McCutchen is also an important clubhouse presence. Additionally, he peps up the Phillies fan base with his social media, alter-ego character, Uncle Larry, an amusing, irascible “relative.”

Yes, there are t-shirts.

Is Vince Velasquez’ new cutter all that and a bag of chips?

The competition for the number five starter’s slot on the Phillies appears to be over with a week to go. As noted earlier here, Phillies pitchers this season, under a new pitching philosophy, will become more various in their game plans, and Vince Velasquez seems to have bought into this notion effectively.

He has developed a cutter that has talk-radio commentators gushing. Never mind the most recent I’ve heard is a retired football player – Jon Ritchie is a bright guy, a Stanford grad. (He did go on a bit July 15 for the benefit of those who don’t know what a proper cutter does, but that’s all good.)

One of Velasquez’ supposed competitors, Ranger Suarez, apparently was exposed to COVID-19, and hasn’t quite made it to “summer training.” The slight possibility that Nick Pivetta pitches no-hit innings for the last week of training does exist, but it may not matter.

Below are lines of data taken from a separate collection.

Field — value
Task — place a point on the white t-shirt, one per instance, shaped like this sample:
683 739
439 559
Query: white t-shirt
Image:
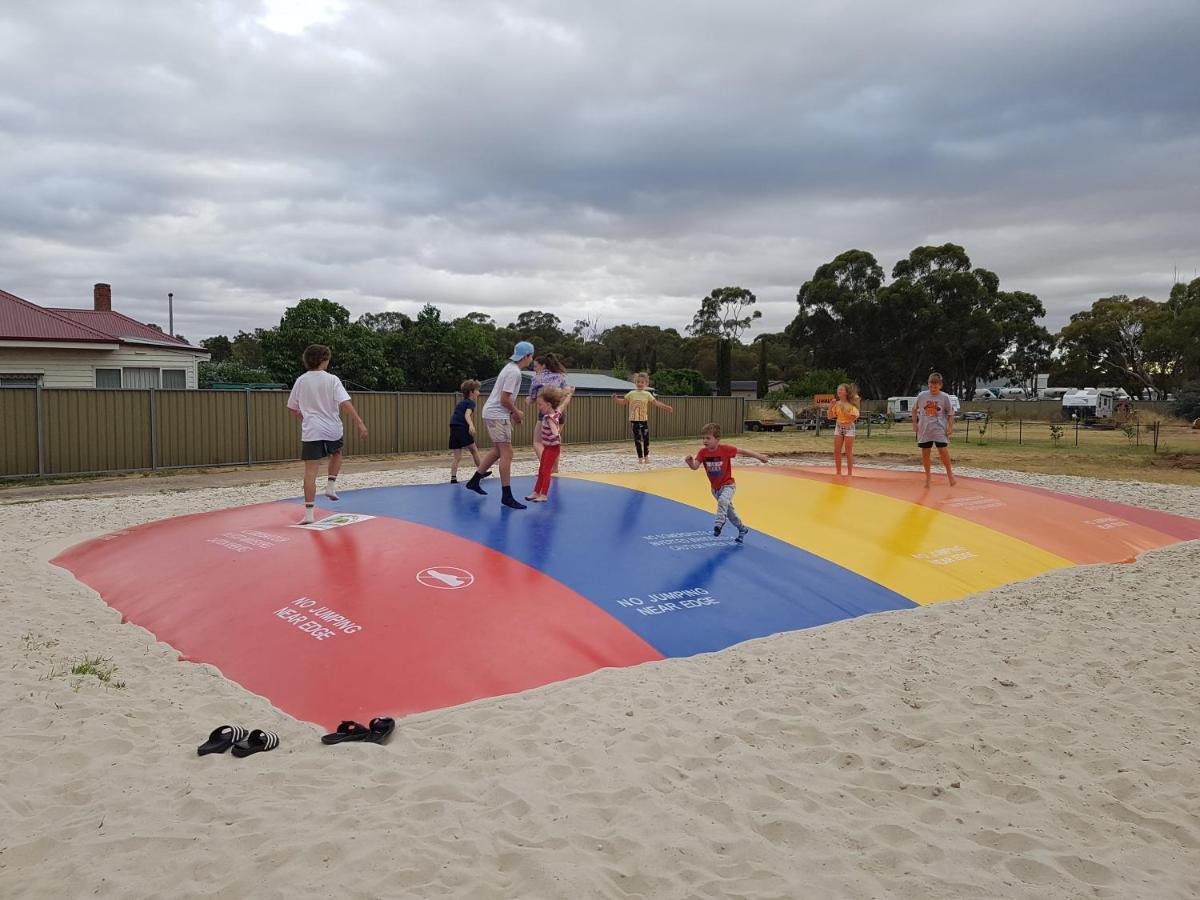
508 382
317 395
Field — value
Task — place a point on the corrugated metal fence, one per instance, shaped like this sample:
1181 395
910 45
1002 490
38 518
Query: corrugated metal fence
73 431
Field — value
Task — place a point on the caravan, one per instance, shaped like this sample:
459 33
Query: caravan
1096 405
900 408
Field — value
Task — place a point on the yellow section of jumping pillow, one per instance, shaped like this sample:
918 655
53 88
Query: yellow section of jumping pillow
918 552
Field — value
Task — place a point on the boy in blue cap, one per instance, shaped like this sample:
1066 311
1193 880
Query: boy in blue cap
499 415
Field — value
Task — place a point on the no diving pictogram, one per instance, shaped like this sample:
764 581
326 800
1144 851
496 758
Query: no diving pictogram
445 577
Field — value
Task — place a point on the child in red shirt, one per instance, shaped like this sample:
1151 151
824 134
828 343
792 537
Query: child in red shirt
718 462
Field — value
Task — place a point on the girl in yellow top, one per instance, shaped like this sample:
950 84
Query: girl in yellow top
640 401
845 411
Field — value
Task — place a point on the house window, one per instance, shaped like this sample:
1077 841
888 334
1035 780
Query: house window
174 379
19 379
139 377
108 378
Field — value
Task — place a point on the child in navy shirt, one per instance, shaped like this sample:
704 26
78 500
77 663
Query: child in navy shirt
462 427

Perhaps with a new approach, Velasquez will finally fulfill the promise of his 16-strikeout performance back in his second game for the Phillies in ’16.

All things considered, the Phillies could have a worse starting rotation in this uncertain atmosphere. Their five starters seem to be ready.

What about the general matter of pandemic pitching and the expected churn through the guys who throw the ball?

No one really knows what’s coming at the end of next week when actual play begins. How many pitchers will really be needed, considering the patchwork matter of this preseason’s training? Will some pitchers – a few, a lot – break down more quickly than in “regular” years?

Will the Phillies’ expected bullpen of 11 relievers be enough? Do their fans actually want to see Tommy Hunter join it, or not? Will they ever see Victor Arano, who has seemed impressive, but who is “behind” in training?

Next. Listen to Harper and pay Realmuto. dark

And how about the players due to make their debuts this year, one of whom, Spencer Howard, is expected to be an impact starter?

All these and more questions will begin to hint at answers in about seven days.